I wondered this myself, since the singularity is assumed to be a point, thus it should spin as fast as possible.

But this appears to be more complicated:

https://physics.stackexchange.com/questions/183832/typical-r...

https://physics.stackexchange.com/questions/174247/is-there-...

Taken from one of the stackexchange posts, this is quite interesting: http://www.nature.com/news/spin-rate-of-black-holes-pinned-d...

Essentially, when spinning a black hole doesn't have a point at it's center but a ring (a point can't rotate).

Theoretically a black hole can spin faster than the speed of light since the event horizon is just space, not matter, and space can certainly exceed the speed of light (see expansion of the universe).

IIRC from relevant literature, the event horizon shrinks with increasing speed until it vanishes once the speed of light is exceeded and leaves behind a naked singularity; a black hole with no event horizon.

What is a black hole with no event horizon? Does that mean that once crossing, you are instantly subject to a great gravity? So there's a gravity gradient? How is that possible?
It's a naked singularity. Light can escape from the center ring of the singularity and you could possibly observe it. What exactly it is we don't know, our physics just break down that deep into the gravity well. It could just be a barely visible ring that saws your spaceship in half if you fly through or a wormhole or possibly anything really.
The event horizon is not a shield from gravity. It's the theoretical shell/radius inside which light cannot escape no matter what direction it's travelling. Photons sort of accumulate around the event horizon of a spinning black hole[0], because it takes them more orbits to escape the closer they get to the horizon, but without any matter/photos to observe, the event horizon is just a theoretical shell/radius limiting observation.

A black hole without an event horizon is a naked singularity[1], a concept in theoretical physics resulting from looking at the mathematical equations that describe black holes and observing that the event horizon's radius becomes undefined at certain angular velocities[2]. It's not clear if it can exist in reality.

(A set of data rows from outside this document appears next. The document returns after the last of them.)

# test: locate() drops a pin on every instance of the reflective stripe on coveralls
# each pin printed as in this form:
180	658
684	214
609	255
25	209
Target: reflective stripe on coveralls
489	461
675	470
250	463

AFAIK (not a physicist), gravitational force of a specific object (as a function of distance) cannot be discontinuous, can it? It's definitely not under the classical F=G(M1)(M2)/r^2 equation. Force can't be discontinuous unless mass changes discontinuously or space changes discontinuously. But I don't know if there are extreme conditions (and a naked singularity might qualify) where that equation breaks down, or is thought to break down?

[0] to support the movie Interstellar, several people worked on an accurate rendering, based on known physics, of a rotating black hole: https://astronomynow.com/2015/02/14/interstellar-technology-...

[1] https://en.wikipedia.org/wiki/Naked_singularity

[2] https://physics.stackexchange.com/questions/147034/rotating-...

It means that the black hole is close to extremal. This means that the space near them is deformed in even more interesting ways than around a boring old non-spinning spherically-symmetrical hole.

I think it's often assumed that most black holes in the universe would have relatively low spin, compared to their mass. The research here is saying that, perhaps, the way that stars collapse would produce near-extremal holes in most cases, so they would be common in the universe.

I recommend reading up on black hole geometry ad Kerr(-Newman) holes; it's likely that any description that fits in a HN comment will leave you knowing less than when you started.

Rotating black holes have a ring singularity, not a point singularity.
I am confused by this as well. The only thing I can imagine is "the matter falling into the hole at the event horizon moves at near the speed of light, relative to the center of the black hole". But I'm not 100% sure.

The angular momentum inside the black hole should then also reflect this, but I don't know if physicists are too confident about what the matter inside a black hole looks like.